Dutchess_III's avatar

In some places it’s illegal. Not all places. Deer feeders themselves aren’t illegal. In fact, this is what started this question. A FB friend bought a deer feeder for her husband. I didn’t know what it was by the picture so I asked. She said “It’s a deer feeder because hunting season is on.”
How do you even prove that they’ve baited the deer in a situation like that, and weren’t feeding Bambi out of the goodness of their heart?

Dutchess_III's avatar

A friend of my husband’s used to bow hunt. He didn’t bait. He actually hunted. Well, he sat in a tree and waited for a deer to wander by, anyway. One time he shot a deer. It wasn’t a clean shot. It hit the deer in the chest but he took off. He launched in to this very long, descriptive store of tracking the wounded deer down and how long it took for him to die…..I listened to it with a growing sense of horror. I know I should have kept my mouth shut, but I blurted out, “You shot him in the lung so he slowly suffocated to death?”
The guy looked at me and just shrugged and made a “Yeah, so what!” face.

KNOWITALL's avatar

@Dutchess Mo Conservation Dept takes calls like that very seriously here.

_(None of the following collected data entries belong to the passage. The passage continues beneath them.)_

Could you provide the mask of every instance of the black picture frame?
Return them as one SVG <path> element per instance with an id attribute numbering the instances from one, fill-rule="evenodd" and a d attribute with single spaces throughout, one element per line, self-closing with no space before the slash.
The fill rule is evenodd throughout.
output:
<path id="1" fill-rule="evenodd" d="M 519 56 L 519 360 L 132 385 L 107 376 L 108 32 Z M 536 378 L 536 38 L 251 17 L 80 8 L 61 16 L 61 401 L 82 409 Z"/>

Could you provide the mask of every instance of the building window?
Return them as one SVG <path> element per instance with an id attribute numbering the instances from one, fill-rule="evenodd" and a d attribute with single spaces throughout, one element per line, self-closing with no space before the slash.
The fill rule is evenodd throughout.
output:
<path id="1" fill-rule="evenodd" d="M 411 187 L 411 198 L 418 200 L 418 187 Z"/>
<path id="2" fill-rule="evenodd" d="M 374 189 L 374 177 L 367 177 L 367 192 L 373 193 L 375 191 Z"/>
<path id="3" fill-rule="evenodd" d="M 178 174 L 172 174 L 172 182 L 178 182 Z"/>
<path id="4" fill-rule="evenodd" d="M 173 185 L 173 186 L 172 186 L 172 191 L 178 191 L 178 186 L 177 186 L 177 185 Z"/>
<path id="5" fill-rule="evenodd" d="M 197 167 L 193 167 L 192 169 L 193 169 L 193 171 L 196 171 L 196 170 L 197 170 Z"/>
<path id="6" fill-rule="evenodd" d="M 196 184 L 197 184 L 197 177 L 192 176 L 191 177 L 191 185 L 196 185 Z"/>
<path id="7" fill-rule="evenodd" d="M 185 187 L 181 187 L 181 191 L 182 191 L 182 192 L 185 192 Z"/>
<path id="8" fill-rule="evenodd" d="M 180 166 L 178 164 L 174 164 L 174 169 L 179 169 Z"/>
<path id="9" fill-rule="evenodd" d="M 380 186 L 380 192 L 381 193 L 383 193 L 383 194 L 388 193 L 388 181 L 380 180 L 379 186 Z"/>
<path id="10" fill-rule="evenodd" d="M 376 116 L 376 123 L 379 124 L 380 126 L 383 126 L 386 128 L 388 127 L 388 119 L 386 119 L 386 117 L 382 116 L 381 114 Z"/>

You can put feeders out anytime if you dont hunt there, or within certain number of yards away.

Maybe they want to keep their deer close to home for hunting season, safer. Or to take pictures. Or to make antlers bigger, like on a food plot.

Dutchess_III's avatar

We aren’t talking about Missouri. She specified it was to lure deer in to shoot them.

MrGrimm888's avatar

Here, they will customize corn fields for hunting. Deer stands set up with alleys of corn, and feeder stations.

Much of hunting is about ambushing an animal.

It’s not my thing. I fish. That’s pretty cruel too, when I think about it.

kritiper's avatar

@Dutchess_III Ideally, the idea is to shoot the deer through the heart. A near miss goes through the lungs as does a direct hit. Finding the perfect place to place the shot, and at different angles and distances, is difficult. A good hunter will finish off the animal as quickly as possible. Also, an animal shot through the heart may run some distance before collapsing. I have shot ground squirrels through the heart and they may run for up to 10 seconds before going TU.

Dutchess_III's avatar

I understand that. What bothered me was his utter indifference to the deer suffering the way it did. He made no mention of finishing it off quickly, which I assume is done for humane reasons. The crux of the story was about how dang long it took for the deer to die. At least a couple of hours, or longer. Long, slow and agonizing, and he he honestly did not care.

kritiper's avatar

Yeah, some people’s kids…

MrGrimm888's avatar

Some people are sadistic assholes.
When I was working as a gun salesman, I had a hunter show me a video of him chasing a coyote with his snowmobile. The snow was deep, and the coyote was having lots of trouble. He almost ran it over multiple times. He claimed that he ran it to death. In the video, you could heat him wooping, and laughing as he took great pleasure in killing it in such a way.
I was working, or I’d have told him off.

I imagine that some cruel hunting behavior is learned from whomever taught the hunter. Other people are really just sadists.

Dutchess_III's avatar

My friend on FB just posted a pic of the deer feeder working. I asked her why she had it again? She said, “To draw deer & hogs in so we can hunt them from our stand.”

KNOWITALL's avatar

@Dutchess_III In our area, that is not honorable hunting.

Is that in Kansas? I read this: Salter said the lone exception is in a Bourbon County in southeast Kansas, where some landowners desire feral pigs so they can hunt them with dogs.

Dutchess_III's avatar

No. She’s not in Kansas. Not sure where she’s from.
I don’t consider it honorable either.

MrGrimm888's avatar

The bottom line is that humans are way smarter, and usually armed. Many hunters have trail cams, feeders, salt kicks etc set up where they hunt. They have a crazy advantage over most animals in North America.

There is not really much honorable about it, except for hunters who only take the old/weak, or only kill what they need, and make sure that the animal suffered as little as possible. Respecting the land , and not littering are other ways a hunter can be responsible.